Chart of accounts structure

accounting chart of accounts example

Some of the sub-categories that may be included under the revenue account include sales discounts account, sales returns account, interest income account, etc. Make sure that your line items have titles that make sense to you and your accountant, so use straightforward titles like ‘bank fees’, or ‘bottling equipment’. The account name is the given title of the business account you’re reporting on, such as bank fees, cash, taxes, etc. There are a few things that you should keep in mind when you are building a chart of accounts for your business. As you can see, each account is listed numerically in financial statement order with the number in the first column and the name or description in the second column.

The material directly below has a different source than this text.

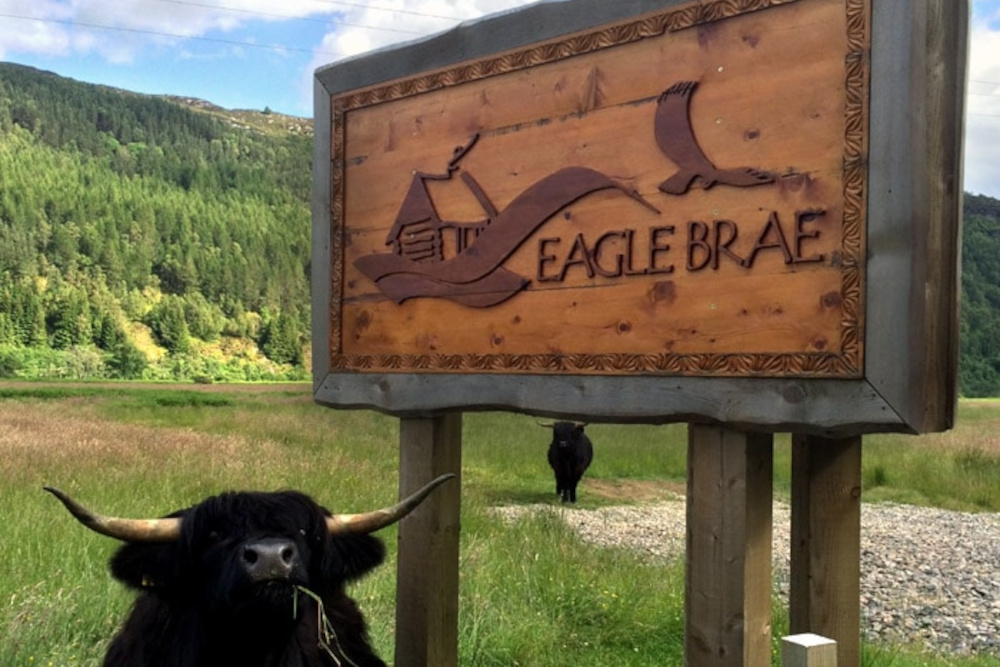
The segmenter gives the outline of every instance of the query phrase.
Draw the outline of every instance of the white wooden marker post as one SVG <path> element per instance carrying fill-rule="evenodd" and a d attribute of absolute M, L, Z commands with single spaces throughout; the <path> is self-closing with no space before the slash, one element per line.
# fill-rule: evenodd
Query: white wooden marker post
<path fill-rule="evenodd" d="M 783 637 L 781 667 L 837 667 L 837 642 L 811 632 Z"/>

Of crucial importance is that COAs are kept the same from year to year.

  1. It also helps managers plan budgets and see which business areas are making money and which might need extra attention.
  2. If you don’t give your chart of accounts the early love it deserves, you may regret it.
  3. Well, this should be listed between the cash and accounts receivable in the chart, but there isn’t a number in between them.
  4. Now, the trial balance (the summary of all account balances) checking account balance reflects $125,453 at the end of May which is included in the financial statements.

How can a chart of accounts be used in financial reporting?

The remaining two are income or revenue and expenses, which flow into the income statement. Some businesses also include capital and financial statement categories. There are five main account type categories that all transactions can fall into on a standard COA. These are asset accounts, liability accounts, equity accounts, revenue accounts, and expense accounts.

Now, the trial balance (the summary of all account balances) checking account balance reflects $125,453 at the end of May which is included in the financial statements. Below, I explain what a chart of accounts is and how you will use it in bookkeeping and accounting. The chart of accounts is a list of every account in the general ledger of an accounting system. Unlike a trial balance that only lists accounts that are active or have balances at the end of the period, the chart lists all of the accounts in the system. It doesn’t include any other information about each account like balances, debits, and credits like a trial balance does. Without a chart of accounts, it’s impossible to know where your business’s money is.

She would then make an adjusting entry to move all of the plaster expenses she already had recorded in the “Lab Supplies” expenses how does batch size affect training account into the new “Plaster” expenses account. Instead of recording it in the “Lab Supplies” expenses account, Doris might decide to create a new account for the plaster. However, they also must respect the guidelines set out by the Financial Accounting Standards Board (FASB) and generally accepted accounting principles (GAAP). To make it easy for readers to locate specific accounts or to know what they’re looking at instantly, each COA typically contains identification codes, names, and brief descriptions for accounts.